Have you ever considered planting in rocks and gravel? A drought-tolerant gravel garden is an attractive alternative to a lawn, especially if you live in a part of the country where you have drought conditions. You can use rocks and gravel to create a special feature reminiscent of a mountain scene, a rocky outcrop, or dry riverbed. Whatever your choice, make a feature that is part of the overall design of your yard and garden and not merely an afterthought. Most plants associated with rocks and gravel are alpines or other drought-tolerant plants
For a wide choice of plants, provide them with a sunny, open position, and a well-drained soil. South-or-west-facing slopes are ideal since rocks look at home on a hillside. If you have a flat, slightly shaded site, your best option is probably a simple gravel surface, or a site resembling a dry riverbed, sparsely planted.
When working on a level surface, such as a path through a gravel garden, lay down sheet mulch between the earth and the gravel. The best sheet mulch is woven polypropylene; this is more expensive than black plastic, but well worthwhile. This is because it is easier to lay, and also because water drains through it without puddling. Plant large specimen plants first and then fit the sheet mulch around them. You might find that ornamental grasses do very well in rock and gravel beds.However, most of your plants will be most likely be smaller plants used to fill the empty spaces, so you need to cut small holes in the sheet mulch. Make sure your space has been cleared of weeds. Perennial weeds are very difficult to get rid of so it is always advisable to try to get out as many as you can.
Planting around Your Rocks
You might have some different sized rocks to choose from, but if you only have small ones you can arrange the smaller ones to give the impression of being larger rocks. Select small rocks with similar markings and place them so the markings are running the same way. Tilt the rocks slightly to make them lean back into the rock garden. This will route any water back into the soil mix. Next, water the plant and allow it to drain. Meantime, pack some soil into the spaces and crevices. Take the plant out of its pot, and squeeze the rootball gently to make it less than the width of the crevice. Insert between the rocks making sure its roots are in contact with the soil. Water it again and replace any soil that washes away.
Preparing the Gravel
1.Plants with large root balls should be planted and watered in well. It is hard to move heavy root balls, so be sure you place it carefully. Large heavy rocks should be placed down first, since they will serve as the mainstays. They should be embedded with up to one-third of the rock below the ground level. Firm the soil down and make sure it is level.

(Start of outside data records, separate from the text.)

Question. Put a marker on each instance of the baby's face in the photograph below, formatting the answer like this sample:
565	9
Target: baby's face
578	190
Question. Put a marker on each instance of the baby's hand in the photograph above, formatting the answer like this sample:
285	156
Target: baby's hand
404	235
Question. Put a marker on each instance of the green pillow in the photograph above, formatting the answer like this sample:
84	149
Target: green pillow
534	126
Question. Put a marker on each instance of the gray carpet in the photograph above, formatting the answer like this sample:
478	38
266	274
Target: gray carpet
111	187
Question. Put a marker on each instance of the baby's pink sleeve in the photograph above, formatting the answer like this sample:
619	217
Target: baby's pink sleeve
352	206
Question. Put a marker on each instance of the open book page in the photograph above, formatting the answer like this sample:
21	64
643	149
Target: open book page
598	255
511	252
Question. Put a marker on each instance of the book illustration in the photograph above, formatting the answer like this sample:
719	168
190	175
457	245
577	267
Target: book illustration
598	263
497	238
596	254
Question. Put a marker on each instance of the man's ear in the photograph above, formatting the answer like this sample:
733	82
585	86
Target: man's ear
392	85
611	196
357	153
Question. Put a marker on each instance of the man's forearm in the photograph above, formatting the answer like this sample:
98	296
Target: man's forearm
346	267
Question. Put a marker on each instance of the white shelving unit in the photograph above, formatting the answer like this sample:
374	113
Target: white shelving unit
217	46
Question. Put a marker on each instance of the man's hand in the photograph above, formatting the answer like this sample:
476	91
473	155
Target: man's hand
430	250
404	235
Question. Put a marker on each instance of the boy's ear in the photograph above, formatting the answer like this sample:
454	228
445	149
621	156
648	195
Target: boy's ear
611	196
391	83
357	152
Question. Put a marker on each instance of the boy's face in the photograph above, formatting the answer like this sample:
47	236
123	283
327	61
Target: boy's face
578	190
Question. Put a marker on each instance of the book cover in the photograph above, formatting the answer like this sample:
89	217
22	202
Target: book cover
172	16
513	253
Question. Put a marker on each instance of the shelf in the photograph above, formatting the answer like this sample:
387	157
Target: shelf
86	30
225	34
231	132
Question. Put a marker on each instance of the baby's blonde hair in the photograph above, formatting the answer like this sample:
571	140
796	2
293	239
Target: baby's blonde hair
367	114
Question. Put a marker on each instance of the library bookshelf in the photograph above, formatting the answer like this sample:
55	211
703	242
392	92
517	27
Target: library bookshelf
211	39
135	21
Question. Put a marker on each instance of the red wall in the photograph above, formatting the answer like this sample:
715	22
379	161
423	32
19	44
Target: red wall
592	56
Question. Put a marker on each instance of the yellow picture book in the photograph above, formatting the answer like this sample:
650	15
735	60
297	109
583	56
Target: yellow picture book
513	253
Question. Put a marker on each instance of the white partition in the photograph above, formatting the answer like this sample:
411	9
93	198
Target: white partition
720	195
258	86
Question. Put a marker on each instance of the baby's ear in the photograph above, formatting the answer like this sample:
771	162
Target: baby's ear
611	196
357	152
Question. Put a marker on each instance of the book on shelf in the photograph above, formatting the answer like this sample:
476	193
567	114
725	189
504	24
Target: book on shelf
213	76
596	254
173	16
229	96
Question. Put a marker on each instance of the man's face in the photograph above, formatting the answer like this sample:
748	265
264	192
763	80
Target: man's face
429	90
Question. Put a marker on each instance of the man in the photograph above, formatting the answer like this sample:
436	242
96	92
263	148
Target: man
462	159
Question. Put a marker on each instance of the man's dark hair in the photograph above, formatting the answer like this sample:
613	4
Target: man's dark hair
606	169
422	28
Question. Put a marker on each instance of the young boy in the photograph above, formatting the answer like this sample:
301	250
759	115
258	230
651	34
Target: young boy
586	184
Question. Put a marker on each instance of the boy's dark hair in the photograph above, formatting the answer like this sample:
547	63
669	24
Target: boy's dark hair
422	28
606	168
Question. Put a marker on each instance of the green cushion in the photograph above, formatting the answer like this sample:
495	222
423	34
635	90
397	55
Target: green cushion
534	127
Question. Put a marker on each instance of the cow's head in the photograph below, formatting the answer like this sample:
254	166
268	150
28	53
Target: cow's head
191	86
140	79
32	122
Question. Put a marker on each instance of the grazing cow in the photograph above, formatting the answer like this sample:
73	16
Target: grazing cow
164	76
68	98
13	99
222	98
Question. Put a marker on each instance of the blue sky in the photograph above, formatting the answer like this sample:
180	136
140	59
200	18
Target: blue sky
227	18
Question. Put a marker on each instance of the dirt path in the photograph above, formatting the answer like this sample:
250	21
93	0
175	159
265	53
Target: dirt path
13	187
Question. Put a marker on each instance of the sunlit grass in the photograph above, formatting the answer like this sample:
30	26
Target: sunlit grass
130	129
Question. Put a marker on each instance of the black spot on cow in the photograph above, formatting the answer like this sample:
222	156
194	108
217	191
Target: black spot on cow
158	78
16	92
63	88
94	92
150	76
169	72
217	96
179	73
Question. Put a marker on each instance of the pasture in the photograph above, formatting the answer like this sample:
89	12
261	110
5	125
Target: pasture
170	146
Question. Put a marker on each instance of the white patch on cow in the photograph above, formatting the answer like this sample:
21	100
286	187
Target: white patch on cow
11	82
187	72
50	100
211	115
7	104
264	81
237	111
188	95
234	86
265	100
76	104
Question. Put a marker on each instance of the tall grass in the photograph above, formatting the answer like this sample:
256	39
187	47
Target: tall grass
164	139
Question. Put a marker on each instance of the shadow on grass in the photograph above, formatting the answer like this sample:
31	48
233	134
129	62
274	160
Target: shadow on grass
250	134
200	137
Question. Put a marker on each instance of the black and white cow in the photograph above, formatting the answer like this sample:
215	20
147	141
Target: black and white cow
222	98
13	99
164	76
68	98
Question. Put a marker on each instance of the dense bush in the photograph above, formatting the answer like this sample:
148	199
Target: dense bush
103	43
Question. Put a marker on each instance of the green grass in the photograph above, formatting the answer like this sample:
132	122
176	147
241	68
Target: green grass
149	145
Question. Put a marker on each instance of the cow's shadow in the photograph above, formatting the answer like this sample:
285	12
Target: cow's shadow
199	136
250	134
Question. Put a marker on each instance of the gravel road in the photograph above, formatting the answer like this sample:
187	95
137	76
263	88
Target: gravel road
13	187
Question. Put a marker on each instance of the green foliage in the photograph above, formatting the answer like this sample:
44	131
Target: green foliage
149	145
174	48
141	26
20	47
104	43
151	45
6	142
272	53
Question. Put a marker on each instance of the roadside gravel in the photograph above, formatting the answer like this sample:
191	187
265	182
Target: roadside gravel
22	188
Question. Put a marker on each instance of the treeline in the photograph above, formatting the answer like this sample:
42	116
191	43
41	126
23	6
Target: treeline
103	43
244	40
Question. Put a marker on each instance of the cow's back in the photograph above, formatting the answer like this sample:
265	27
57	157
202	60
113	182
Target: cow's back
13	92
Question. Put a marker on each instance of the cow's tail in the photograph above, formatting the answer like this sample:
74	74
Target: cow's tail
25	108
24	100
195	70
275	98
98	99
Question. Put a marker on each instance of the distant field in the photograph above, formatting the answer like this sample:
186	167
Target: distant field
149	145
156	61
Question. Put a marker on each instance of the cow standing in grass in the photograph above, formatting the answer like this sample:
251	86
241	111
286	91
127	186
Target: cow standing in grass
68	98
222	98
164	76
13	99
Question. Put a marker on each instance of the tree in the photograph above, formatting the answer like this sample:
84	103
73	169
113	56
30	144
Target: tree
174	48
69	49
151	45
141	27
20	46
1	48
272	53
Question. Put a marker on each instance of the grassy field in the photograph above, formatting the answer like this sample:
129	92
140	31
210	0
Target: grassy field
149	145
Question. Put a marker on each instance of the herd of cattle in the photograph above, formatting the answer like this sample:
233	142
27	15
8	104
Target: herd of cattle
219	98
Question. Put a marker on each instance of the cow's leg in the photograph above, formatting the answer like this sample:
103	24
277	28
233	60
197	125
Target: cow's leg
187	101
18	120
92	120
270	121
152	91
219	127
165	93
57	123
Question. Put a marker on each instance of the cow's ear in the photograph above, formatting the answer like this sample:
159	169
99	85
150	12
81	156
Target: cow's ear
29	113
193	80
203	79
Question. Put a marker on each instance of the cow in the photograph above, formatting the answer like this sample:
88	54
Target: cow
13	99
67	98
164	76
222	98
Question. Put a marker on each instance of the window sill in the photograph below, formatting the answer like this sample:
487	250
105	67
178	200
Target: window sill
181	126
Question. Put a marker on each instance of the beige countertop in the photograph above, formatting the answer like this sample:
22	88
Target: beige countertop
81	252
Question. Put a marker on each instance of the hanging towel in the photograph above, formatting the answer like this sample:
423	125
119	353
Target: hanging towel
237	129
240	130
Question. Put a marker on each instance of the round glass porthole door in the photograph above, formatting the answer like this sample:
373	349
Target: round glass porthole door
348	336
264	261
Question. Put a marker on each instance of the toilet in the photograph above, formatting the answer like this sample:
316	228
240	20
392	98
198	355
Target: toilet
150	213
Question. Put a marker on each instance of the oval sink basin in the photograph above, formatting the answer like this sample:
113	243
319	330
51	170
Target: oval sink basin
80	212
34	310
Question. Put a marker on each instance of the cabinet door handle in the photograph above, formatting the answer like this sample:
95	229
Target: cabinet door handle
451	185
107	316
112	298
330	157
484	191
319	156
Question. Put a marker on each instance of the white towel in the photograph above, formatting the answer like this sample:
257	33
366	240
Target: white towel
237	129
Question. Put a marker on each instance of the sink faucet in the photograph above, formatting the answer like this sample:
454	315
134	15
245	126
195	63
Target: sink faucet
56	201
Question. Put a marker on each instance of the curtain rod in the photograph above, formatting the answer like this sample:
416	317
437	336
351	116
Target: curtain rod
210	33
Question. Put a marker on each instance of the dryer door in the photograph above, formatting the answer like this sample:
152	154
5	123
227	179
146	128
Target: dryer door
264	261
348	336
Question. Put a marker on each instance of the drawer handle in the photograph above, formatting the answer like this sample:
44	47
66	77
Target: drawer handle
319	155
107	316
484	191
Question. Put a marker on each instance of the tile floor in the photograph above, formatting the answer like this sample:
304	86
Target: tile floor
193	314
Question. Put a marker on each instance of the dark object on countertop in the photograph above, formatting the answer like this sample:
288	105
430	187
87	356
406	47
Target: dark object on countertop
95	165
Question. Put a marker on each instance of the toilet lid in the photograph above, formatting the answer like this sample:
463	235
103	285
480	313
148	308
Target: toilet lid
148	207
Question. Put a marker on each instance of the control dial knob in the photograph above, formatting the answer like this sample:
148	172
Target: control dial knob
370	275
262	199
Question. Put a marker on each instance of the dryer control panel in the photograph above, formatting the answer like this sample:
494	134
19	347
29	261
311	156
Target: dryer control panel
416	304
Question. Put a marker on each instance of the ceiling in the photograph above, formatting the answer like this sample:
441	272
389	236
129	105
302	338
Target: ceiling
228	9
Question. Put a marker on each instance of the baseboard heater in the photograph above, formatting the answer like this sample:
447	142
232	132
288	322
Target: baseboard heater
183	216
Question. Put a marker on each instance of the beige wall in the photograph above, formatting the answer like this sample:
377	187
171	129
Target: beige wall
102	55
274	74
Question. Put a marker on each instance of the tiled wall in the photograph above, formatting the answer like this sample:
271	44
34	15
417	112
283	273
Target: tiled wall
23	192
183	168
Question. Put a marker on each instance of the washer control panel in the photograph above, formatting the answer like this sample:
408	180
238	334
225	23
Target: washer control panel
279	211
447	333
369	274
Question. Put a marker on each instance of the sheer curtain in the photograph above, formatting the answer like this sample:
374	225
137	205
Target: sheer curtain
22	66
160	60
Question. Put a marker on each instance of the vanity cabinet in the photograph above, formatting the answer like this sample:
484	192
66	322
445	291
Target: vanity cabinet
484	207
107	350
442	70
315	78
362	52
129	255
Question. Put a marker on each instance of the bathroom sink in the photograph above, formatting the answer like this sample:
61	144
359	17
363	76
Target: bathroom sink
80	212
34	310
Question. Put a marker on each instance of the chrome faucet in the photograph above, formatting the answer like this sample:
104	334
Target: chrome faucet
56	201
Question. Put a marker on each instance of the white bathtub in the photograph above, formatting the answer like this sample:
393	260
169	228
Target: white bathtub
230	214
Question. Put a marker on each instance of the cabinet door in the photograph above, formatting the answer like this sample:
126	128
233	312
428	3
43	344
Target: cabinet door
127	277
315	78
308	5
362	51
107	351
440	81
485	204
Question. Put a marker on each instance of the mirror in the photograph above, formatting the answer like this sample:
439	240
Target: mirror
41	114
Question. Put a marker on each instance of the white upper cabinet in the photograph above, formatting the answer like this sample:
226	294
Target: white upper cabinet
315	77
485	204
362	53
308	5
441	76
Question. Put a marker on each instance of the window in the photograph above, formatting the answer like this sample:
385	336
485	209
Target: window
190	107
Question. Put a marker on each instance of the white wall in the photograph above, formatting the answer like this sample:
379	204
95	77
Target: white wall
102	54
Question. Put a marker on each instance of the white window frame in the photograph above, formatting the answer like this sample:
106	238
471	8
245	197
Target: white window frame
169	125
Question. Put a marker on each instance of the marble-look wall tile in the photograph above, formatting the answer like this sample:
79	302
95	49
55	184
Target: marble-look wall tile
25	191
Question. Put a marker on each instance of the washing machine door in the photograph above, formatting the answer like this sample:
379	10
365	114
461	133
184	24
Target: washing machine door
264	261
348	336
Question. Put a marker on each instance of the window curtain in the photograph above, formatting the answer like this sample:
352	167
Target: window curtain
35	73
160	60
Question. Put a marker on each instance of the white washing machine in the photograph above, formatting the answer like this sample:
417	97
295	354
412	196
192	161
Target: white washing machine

2.Your next step is put a piece of sheet mulch down. Cut a 4-inch deep V-shaped trench and push the edges down into the trench with a spade. When you need to join two sheets, you will need a 1-inch overlap before securing the sheets in place with ground staples every 3-4 ft. Then, cut the sheet to fit around the larger plants.
3.To plant smaller plants, cut a cross in the sheet mulch. Pull the corners back and dig a hole. Make sure the roots have full contact with the soil. Replace the sheet mulch, then carefully place gravel around the plant.
4. It is recommended to cover the space between plants with 1-2 inches of gravel. Use a garden rake to get it level. At this point you should look at the design and change anything that you don’t like. You may also add in other items to finish off your overall design. Now that you are finished planting, wash off the gravel and admire your work.